It is nearly impossible to provide hard and fast thresholds: it always depends on the context, and on comparing evaluation metric values for a rule with the values obtained for some other of the dataset’s rules. In short, evaluation of a lone rule is meaningless.

In general, it is recommended to conduct a preliminary exploration of the space of association rules (using domain expertise when appropriate) in order to determine reasonable threshold ranges for the specific situation; candidate rules would then be discarded or retained depending on these metric thresholds.

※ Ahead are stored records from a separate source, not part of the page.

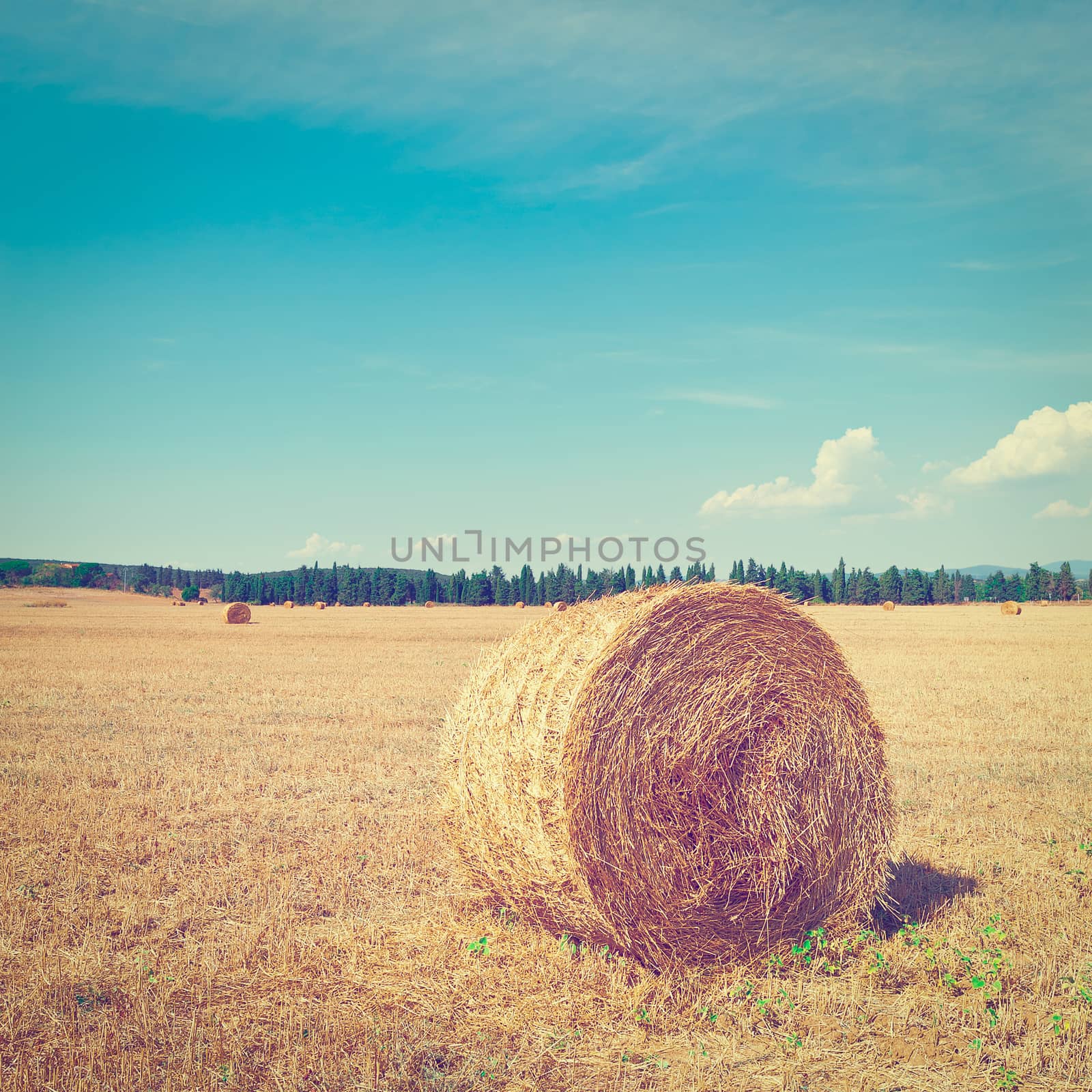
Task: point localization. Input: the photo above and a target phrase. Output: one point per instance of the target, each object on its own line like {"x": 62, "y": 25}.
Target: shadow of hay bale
{"x": 919, "y": 890}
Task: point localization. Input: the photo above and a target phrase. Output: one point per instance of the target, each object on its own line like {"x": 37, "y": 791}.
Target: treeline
{"x": 353, "y": 587}
{"x": 911, "y": 587}
{"x": 147, "y": 579}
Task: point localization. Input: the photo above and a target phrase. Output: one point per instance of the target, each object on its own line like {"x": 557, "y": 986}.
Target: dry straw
{"x": 691, "y": 773}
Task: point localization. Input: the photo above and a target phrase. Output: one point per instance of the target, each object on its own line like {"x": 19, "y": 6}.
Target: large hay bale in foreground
{"x": 691, "y": 773}
{"x": 236, "y": 614}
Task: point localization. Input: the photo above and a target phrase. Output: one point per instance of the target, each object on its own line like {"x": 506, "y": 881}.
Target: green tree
{"x": 1064, "y": 584}
{"x": 891, "y": 584}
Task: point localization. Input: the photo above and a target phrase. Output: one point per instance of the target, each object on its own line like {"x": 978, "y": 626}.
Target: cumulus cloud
{"x": 318, "y": 546}
{"x": 1063, "y": 509}
{"x": 844, "y": 468}
{"x": 1048, "y": 442}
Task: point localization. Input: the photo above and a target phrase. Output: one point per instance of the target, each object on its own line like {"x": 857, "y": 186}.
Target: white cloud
{"x": 1046, "y": 442}
{"x": 921, "y": 506}
{"x": 318, "y": 547}
{"x": 977, "y": 265}
{"x": 719, "y": 399}
{"x": 844, "y": 468}
{"x": 1063, "y": 509}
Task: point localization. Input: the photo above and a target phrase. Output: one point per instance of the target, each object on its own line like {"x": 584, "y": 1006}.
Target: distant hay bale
{"x": 236, "y": 614}
{"x": 691, "y": 773}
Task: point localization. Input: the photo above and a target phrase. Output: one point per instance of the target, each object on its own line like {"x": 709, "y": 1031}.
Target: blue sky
{"x": 278, "y": 283}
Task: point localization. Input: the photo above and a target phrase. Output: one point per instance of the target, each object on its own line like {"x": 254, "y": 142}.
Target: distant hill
{"x": 1080, "y": 569}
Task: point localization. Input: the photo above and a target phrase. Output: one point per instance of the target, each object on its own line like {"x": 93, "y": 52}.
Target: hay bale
{"x": 236, "y": 614}
{"x": 685, "y": 773}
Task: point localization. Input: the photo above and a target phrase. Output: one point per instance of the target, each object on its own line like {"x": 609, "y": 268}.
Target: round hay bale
{"x": 686, "y": 773}
{"x": 236, "y": 614}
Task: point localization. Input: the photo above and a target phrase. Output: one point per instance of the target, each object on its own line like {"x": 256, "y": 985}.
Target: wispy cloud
{"x": 318, "y": 547}
{"x": 730, "y": 400}
{"x": 977, "y": 265}
{"x": 652, "y": 90}
{"x": 1063, "y": 511}
{"x": 664, "y": 210}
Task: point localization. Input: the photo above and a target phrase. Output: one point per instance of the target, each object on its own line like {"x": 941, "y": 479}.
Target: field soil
{"x": 222, "y": 867}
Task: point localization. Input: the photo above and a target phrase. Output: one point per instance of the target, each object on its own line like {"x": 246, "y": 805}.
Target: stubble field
{"x": 221, "y": 867}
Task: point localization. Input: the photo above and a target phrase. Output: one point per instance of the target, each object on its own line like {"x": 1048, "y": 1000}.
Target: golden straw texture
{"x": 236, "y": 614}
{"x": 691, "y": 773}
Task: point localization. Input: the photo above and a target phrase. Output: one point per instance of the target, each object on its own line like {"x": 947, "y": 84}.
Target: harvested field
{"x": 222, "y": 868}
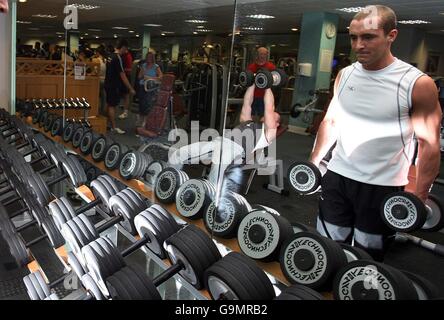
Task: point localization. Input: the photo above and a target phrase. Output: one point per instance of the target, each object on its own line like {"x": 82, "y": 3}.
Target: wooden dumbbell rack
{"x": 272, "y": 268}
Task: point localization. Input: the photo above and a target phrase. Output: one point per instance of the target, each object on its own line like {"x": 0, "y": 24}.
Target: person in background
{"x": 128, "y": 65}
{"x": 149, "y": 70}
{"x": 261, "y": 62}
{"x": 115, "y": 78}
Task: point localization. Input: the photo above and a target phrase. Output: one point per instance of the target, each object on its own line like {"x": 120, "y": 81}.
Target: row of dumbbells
{"x": 190, "y": 251}
{"x": 401, "y": 211}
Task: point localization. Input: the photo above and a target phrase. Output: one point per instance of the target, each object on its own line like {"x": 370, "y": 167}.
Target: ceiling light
{"x": 260, "y": 16}
{"x": 351, "y": 9}
{"x": 196, "y": 21}
{"x": 414, "y": 22}
{"x": 253, "y": 28}
{"x": 84, "y": 6}
{"x": 47, "y": 16}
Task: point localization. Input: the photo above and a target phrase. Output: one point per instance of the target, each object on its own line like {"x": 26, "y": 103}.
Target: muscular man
{"x": 380, "y": 102}
{"x": 260, "y": 63}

This requires the ability to “easily” generate potentially meaningful candidate rules.

11.3.2 Generating Rules

Given association rules, it is straightforward to evaluate them using various metrics, as discussed in the previous section.

The real challenge of association rules discovery lies in generating a set of candidate rules which are likely to be retained, without wasting time generating rules which are likely to be discarded.

An itemset (or instance set) for a dataset is a list of attributes and values. A set of rules can be created from the itemset by adding “IF … THEN” blocks to the instances.

As an example, from the instance set

\[\{ \textrm{membership} = \textrm{True}, \textrm{age} = \textrm{Youth}, \textrm{purchasing} = \textrm{Typical} \},\]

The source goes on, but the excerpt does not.